Per mercoledì è stata organizzata una corsa a squadre in Città Alta, grazie alla quale ci siamo accorti quanto gli altri siano importanti per noi, perché senza il loro aiuto non saremmo riusciti ad arrivare alla fine.
Giovedì sera abbiamo avuto il piacere di conoscere la storia di Mirella e Gigi, una coppia che si è donata totalmente agli altri. All’età di venticinque anni, appena sposati e nel pieno della loro carriera da medici, hanno lasciato Milano per trasferirsi in Uganda per dirigere un ospedale appena sorto. La cosa che ci ha davvero sorpreso è che sono riusciti ad adattarsi a una cultura e uno stile di vita totalmente diverso da quello abituale lasciando tutto quello che avevano per aiutare chi è davvero in difficoltà.
Venerdì pomeriggio siamo riusciti a incontrare due suore del monastero che ci hanno parlato della loro vita e della loro vocazione.

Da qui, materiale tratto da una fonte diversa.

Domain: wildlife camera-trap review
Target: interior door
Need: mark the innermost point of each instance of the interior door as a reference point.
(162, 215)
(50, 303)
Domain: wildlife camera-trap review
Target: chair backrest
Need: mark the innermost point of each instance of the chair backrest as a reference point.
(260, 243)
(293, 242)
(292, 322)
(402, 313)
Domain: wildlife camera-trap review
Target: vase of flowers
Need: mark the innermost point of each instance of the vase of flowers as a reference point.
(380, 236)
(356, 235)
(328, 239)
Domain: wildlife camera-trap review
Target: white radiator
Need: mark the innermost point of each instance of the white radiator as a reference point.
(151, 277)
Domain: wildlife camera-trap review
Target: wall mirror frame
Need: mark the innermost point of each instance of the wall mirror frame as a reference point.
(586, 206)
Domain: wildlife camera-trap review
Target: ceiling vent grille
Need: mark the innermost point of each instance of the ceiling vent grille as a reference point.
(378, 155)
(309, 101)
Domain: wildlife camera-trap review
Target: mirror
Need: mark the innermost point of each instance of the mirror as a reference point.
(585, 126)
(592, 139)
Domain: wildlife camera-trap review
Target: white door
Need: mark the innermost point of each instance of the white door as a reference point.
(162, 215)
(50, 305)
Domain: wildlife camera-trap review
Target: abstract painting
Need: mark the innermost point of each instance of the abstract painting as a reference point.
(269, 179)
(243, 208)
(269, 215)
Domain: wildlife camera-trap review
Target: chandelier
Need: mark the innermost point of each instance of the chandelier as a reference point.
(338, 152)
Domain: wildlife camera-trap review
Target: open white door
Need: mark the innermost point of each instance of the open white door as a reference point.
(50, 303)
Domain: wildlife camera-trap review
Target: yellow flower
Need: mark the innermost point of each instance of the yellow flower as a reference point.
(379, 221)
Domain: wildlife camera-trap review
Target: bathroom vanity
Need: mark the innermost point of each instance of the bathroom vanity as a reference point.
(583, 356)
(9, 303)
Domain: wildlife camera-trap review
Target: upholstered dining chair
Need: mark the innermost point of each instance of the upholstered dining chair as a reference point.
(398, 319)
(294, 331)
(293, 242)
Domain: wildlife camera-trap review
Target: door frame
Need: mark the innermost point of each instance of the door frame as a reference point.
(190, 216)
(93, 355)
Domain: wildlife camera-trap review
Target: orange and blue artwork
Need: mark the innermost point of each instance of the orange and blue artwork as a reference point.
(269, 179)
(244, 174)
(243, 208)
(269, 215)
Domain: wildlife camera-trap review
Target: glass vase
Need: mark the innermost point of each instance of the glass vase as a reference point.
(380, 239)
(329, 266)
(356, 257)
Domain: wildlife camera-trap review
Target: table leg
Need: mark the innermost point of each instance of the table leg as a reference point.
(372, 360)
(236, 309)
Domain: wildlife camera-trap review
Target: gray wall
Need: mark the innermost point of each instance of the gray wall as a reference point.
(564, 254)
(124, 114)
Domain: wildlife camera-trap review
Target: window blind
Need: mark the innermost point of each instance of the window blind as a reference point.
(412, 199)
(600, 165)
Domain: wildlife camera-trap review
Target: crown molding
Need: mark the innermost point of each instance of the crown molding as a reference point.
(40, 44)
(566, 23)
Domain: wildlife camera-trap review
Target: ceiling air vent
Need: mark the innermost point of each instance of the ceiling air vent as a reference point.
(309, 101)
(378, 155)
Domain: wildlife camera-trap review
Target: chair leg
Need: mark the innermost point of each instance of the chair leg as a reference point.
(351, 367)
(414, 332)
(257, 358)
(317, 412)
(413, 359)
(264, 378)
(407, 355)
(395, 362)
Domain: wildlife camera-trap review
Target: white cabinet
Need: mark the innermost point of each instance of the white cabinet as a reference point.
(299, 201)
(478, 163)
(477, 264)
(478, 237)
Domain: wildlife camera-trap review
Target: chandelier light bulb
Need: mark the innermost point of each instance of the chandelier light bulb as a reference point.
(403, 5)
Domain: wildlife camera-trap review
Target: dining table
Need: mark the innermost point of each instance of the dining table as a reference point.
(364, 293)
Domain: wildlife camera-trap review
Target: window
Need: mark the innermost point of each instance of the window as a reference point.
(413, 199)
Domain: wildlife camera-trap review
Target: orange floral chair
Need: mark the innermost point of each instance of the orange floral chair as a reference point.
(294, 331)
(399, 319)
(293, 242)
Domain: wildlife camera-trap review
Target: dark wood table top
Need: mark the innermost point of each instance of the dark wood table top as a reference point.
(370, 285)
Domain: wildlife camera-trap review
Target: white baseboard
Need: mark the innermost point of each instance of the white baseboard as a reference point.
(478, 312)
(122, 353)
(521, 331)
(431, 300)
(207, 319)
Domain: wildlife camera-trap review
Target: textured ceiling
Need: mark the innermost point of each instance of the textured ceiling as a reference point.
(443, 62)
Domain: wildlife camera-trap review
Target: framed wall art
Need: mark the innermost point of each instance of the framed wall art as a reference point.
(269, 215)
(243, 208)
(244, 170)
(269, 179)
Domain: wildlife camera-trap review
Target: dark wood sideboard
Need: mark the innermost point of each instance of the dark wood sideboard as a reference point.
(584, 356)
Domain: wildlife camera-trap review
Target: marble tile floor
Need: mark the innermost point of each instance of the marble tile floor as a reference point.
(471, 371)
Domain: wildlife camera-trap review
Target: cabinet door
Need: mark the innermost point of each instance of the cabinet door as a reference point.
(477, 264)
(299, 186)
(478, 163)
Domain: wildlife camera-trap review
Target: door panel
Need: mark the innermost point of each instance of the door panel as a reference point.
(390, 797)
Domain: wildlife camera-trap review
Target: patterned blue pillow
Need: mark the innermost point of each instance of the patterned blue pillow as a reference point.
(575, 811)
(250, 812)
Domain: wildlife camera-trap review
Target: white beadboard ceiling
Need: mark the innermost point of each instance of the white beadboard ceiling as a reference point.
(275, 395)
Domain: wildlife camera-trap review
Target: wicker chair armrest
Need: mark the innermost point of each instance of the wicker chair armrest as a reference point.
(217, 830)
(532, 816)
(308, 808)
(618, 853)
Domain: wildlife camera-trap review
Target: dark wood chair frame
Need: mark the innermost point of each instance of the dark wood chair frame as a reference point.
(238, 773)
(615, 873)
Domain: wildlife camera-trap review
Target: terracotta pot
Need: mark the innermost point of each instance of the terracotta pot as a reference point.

La sera invece ci siamo messi in ascolto dell’altro. Avevamo il compito di scegliere una canzone che rappresentasse come stiamo vivendo, come ci sentiamo. In questa attività, tutti hanno avuto il coraggio di aprirsi e mostrarsi al gruppo senza paura di essere giudicati e in questo modo siamo riusciti a conoscerci tutti quanti in modo più profondo.
L’ultima sera c’è stato il momento del Deserto. Il Deserto è l’ultima attività che si fa in ogni convivenza. È una riflessione individuale guidata da delle domande, che questa volta abbiamo preparato sia noi che gli animatori, che ci aiutano a guardarci dentro e a riflettere sul nostro rapporto con Dio. Questo Deserto lo abbiamo chiamato “il dono della diversità” e le domande ci hanno fatto riflettere sulla sua importanza e su come ci approcciamo ad essa.